Another Circle is a new public space for Mill Race Park in Columbus, Indiana. Its 2,800 pieces of salvaged limestone are organized to create a large 3.5 acre field of activity. This rough circle contains a diffuse programming of spaces for outdoor recreation; a loose gathering of function inside a scattering of stone.
The limestone pieces are salvaged from a local mill in Bloomington Indiana, Bybee Stone, and are then placed, stacked or arrayed to create a theater, a beach, a riverfront and areas for games and relaxation.
Mill Race Park underwent a substantial renovation in 1994 by landscape architect Michael van Valkenburgh and architect Stanley Saitowitz. The large circular lake by Van Valkenburgh combined with the architectural pavilions by Saitowitz each sensitively respond to their site and posed a significant challenge for this temporary project, namely how to design something for a park that already has a strong formal and architectural presence.
The response is a loose field of material that works between existing conditions and proposes a way to intensify what is already there. Another Circle captures a vehicular road and the People Trail, an extensive walking path around the city. It also connects the round lake to the surrounding Flatrock River. This intensity of circulation combined with the deliberate placement of salvaged material make for a new public landscape for Indiana that is integrated into public infrastructure and also enjoyed as a new attraction in the park.

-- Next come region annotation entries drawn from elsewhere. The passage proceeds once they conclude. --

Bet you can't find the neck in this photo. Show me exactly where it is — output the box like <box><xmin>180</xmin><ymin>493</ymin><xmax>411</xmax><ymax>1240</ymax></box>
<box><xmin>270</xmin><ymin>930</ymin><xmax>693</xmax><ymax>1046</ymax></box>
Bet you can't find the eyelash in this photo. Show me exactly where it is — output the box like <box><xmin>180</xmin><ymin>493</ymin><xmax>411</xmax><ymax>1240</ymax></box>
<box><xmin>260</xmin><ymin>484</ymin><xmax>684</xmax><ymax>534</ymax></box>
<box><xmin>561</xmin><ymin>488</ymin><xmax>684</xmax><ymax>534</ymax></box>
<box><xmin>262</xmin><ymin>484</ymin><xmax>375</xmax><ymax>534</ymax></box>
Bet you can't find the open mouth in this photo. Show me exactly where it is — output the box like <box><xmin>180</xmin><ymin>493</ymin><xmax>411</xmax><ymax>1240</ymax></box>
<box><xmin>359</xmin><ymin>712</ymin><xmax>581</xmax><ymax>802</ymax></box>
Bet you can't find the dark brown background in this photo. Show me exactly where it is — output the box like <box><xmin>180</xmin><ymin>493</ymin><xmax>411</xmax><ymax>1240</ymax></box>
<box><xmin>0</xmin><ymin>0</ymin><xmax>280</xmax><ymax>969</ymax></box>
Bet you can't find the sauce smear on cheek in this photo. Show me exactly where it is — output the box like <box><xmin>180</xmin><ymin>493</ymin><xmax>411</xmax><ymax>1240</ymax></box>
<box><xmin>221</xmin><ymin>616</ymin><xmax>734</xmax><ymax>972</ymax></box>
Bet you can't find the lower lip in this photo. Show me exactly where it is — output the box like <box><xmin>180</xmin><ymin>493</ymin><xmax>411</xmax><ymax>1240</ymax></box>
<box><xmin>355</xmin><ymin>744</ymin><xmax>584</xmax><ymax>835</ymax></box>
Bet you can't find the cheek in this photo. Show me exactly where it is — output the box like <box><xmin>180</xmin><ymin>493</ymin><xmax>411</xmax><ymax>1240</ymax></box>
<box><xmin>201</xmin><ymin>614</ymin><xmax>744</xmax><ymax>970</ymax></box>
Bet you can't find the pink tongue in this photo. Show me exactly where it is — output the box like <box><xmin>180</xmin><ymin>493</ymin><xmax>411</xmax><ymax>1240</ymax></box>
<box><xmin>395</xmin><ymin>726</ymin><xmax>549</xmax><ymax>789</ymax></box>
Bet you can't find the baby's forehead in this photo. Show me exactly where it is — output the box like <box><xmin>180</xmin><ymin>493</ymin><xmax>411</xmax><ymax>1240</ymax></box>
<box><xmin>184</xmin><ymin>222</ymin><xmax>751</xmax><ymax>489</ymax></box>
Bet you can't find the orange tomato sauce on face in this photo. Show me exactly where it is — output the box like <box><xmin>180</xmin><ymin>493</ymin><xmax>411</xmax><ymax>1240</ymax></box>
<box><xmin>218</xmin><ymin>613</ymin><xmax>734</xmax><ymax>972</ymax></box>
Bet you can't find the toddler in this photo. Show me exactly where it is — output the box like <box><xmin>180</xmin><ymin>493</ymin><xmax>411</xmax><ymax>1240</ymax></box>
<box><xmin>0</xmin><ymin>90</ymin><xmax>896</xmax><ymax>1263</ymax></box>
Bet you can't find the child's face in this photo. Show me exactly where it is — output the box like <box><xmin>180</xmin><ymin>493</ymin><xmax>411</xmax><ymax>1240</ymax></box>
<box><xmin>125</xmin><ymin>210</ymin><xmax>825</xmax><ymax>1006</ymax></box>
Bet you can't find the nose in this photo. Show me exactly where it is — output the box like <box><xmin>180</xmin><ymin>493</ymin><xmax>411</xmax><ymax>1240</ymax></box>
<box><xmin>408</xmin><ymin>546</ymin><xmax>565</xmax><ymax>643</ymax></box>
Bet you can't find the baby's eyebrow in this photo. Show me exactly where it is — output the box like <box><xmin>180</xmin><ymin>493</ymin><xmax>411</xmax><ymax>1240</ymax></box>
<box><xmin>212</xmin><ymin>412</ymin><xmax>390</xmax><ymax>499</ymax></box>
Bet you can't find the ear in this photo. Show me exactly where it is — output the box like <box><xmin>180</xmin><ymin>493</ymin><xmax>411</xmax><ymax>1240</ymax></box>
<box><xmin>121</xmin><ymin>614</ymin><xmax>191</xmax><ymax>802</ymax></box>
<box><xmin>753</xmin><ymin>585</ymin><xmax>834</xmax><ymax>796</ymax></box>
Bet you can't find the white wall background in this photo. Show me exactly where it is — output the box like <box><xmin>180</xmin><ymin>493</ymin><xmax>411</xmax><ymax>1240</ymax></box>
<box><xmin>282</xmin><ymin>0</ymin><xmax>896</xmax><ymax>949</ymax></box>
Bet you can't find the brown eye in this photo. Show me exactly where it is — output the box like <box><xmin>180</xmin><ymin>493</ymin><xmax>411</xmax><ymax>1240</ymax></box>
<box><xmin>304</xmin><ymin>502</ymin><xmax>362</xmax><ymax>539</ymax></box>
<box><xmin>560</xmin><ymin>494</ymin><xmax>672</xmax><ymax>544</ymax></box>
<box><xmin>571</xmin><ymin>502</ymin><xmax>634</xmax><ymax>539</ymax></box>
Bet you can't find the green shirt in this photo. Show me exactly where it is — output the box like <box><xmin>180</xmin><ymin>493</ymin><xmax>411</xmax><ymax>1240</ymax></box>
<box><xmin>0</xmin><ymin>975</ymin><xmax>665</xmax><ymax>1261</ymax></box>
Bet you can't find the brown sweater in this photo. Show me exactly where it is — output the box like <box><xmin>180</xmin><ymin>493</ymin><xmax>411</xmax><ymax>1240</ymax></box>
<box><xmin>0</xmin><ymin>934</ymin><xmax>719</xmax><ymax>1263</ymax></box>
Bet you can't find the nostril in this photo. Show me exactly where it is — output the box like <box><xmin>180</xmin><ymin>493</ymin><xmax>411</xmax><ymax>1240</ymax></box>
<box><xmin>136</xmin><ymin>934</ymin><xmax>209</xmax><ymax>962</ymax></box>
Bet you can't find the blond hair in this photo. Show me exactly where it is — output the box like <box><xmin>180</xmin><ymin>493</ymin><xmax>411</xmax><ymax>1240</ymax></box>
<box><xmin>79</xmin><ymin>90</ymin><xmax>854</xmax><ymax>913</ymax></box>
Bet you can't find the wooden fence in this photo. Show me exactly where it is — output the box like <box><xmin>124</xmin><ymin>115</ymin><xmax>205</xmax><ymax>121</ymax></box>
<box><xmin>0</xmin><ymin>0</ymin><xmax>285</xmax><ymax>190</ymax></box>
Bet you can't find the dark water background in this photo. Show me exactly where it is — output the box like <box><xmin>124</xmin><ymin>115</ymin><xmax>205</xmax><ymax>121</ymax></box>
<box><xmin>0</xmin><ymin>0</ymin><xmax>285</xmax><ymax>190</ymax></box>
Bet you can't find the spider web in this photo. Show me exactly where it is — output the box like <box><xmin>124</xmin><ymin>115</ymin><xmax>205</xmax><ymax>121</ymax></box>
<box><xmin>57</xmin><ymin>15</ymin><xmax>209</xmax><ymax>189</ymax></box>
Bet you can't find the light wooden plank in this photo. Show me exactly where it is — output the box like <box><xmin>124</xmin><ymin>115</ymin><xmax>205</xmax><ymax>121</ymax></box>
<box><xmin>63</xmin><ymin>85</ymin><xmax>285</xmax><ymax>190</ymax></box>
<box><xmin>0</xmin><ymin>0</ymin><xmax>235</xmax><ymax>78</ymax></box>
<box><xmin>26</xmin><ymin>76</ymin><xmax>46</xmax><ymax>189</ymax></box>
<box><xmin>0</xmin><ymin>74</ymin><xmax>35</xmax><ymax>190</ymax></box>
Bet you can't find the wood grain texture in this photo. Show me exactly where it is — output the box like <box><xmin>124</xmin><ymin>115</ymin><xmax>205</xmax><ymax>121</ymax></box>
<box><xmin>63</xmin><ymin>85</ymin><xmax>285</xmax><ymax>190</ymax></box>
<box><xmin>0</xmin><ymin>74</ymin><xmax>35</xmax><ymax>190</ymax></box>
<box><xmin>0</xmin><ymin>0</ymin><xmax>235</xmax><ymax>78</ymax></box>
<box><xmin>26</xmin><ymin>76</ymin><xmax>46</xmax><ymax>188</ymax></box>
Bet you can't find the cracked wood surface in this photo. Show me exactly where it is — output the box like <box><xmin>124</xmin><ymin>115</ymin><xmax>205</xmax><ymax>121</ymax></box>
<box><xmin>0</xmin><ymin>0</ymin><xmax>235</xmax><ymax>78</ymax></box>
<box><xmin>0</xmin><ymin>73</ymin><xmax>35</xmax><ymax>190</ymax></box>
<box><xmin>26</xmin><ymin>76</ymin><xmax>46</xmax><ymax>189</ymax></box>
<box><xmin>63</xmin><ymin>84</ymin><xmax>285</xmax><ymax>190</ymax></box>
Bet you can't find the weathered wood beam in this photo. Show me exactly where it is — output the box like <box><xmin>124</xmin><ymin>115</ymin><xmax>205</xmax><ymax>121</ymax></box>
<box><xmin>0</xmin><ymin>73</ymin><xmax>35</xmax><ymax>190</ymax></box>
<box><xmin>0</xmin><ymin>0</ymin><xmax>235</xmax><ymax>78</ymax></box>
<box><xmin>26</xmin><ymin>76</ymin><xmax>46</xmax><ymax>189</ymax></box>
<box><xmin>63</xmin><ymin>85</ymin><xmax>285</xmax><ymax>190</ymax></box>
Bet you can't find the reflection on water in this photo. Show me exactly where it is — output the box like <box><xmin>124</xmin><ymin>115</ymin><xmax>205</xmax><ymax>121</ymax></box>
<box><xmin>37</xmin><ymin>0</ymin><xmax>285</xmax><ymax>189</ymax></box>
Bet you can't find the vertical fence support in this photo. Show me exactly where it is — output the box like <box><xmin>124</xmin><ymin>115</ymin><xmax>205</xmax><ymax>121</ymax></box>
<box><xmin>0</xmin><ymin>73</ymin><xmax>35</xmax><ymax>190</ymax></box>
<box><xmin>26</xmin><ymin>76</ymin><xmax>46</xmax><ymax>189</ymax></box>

It also provides a solution for the vast amount of salvaged limestone prevalent in Indiana, a beautiful natural resource that is integral to the state’s history and character. How discarded material gets a second life and allows the community to be part of a larger collective construction is the true ambition of Another Circle.
The construction process was completely paperless. The information about the location, stack type and size was transmitted to a smart phone on site. With the aid of a GPS receiver the site crew located and stacked the stones. The exact composition of the stacks, the sculptural forms were left up to the craftsmen.